Extra channels and other subscriptions
Whether it’s magazine subscriptions, paid apps, cable, expensive sports channels or multiple streaming services, this might be an excellent time to review everything you’re signed up for or have downloaded. Only keep what you’re most interested in and what you’re actually making use of — and put all the rest on pause. Or you may even consider downgrading and finding plans that actually work out better for you.
It might also be a fantastic time to renegotiate your services. From your phone contract to your broadband subscription, many companies would rather offer you a better deal than lose you as a customer. Therefore, take advantage of this time to make a few extra phone calls to your service providers. It’ll be worth it as it can end up saving you some cash each month!
Travel and holidays
When it comes to planned holidays, whether to cancel or postpone your travel plans completely depends on your individual situation. Some accommodation websites, such as Airbnb, are offering full refunds on any bookings. But if you’re indifferent about when you travel and can reschedule your holiday, you can accept one of the flexible options that many companies are offering instead of cancelling.
For example, many airlines are providing passengers with new travel dates or even vouchers which could be used for up to a year. It’s best to check your airline or travel agency's website for updates on what they can do for you under the circumstances.

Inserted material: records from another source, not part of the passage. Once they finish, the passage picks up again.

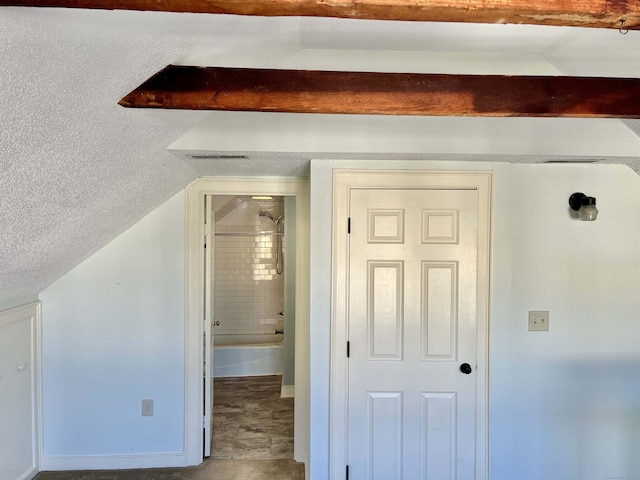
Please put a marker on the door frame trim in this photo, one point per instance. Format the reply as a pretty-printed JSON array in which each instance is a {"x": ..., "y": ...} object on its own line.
[
  {"x": 299, "y": 188},
  {"x": 344, "y": 180}
]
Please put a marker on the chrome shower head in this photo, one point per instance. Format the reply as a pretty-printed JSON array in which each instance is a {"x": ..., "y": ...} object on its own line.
[{"x": 264, "y": 213}]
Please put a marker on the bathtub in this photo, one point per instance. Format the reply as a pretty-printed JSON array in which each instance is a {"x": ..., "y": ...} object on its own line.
[{"x": 247, "y": 355}]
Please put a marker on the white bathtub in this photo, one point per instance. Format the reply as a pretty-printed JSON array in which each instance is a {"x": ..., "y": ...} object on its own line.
[{"x": 247, "y": 355}]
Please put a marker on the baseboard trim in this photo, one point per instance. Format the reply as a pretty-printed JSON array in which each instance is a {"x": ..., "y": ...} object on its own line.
[
  {"x": 29, "y": 474},
  {"x": 288, "y": 391},
  {"x": 112, "y": 462}
]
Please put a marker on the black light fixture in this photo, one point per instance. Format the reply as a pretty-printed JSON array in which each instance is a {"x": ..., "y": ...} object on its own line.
[{"x": 584, "y": 205}]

Some people might hesitate to order food right now from local restaurants via popular delivery services like Uber Eats or Deliveroo, for fear of contamination and spread of the virus. However, in response to the outbreak, many of these companies have put in place extra measures for the protection of you and their employees. For example, many now include a contactless delivery option where your food can be left at the door. If you want to be extra cautious, pick up any food deliveries with gloves on, dispose of the packaging and wash your hands before eating.
In general, though, the risk of contamination is said to be quite low when it comes to food delivery. Therefore, many experts say you can continue ordering food from your favourite apps. Many delivery workers depend on this job as their main source of income, so keep paying for your favourite meals and tip generously (you’re likely saving big on dining out anyway).
Daycares, summer camps and children’s classes
If you’ve signed your kids up for extracurricular activities, whether it’s dance, sports or summer workshops, consider postponing the classes instead of asking for a refund. Many small schools and local community organisations count on these enrollment fees to keep their programs up and running. Plus, many of the instructors will need this money now more than ever, so opt for a reschedule if you can.
Your morning coffee
You may be at home, thinking about all the extra money you’re saving by making your own morning cappuccino versus stopping into your local coffee shop on your way to work each morning. While this is a great way to save right now, you may want to think about buying gift cards at your corner store bakery, small coffee shop, neighbourhood pub or even local boutique to support community businesses in their time of need. You can then use your gift cards later, once everything’s returned to normal.
Some coffee houses also sell their own pods for popular coffee machines, so it might be a good idea to stock up on some of your favourites!
We want to take this opportunity to thank gig economy workers for keeping our cities going in this crisis - from filling our supermarket shelves to delivering food to the most vulnerable; you’re helping us all to be social-distancing safely.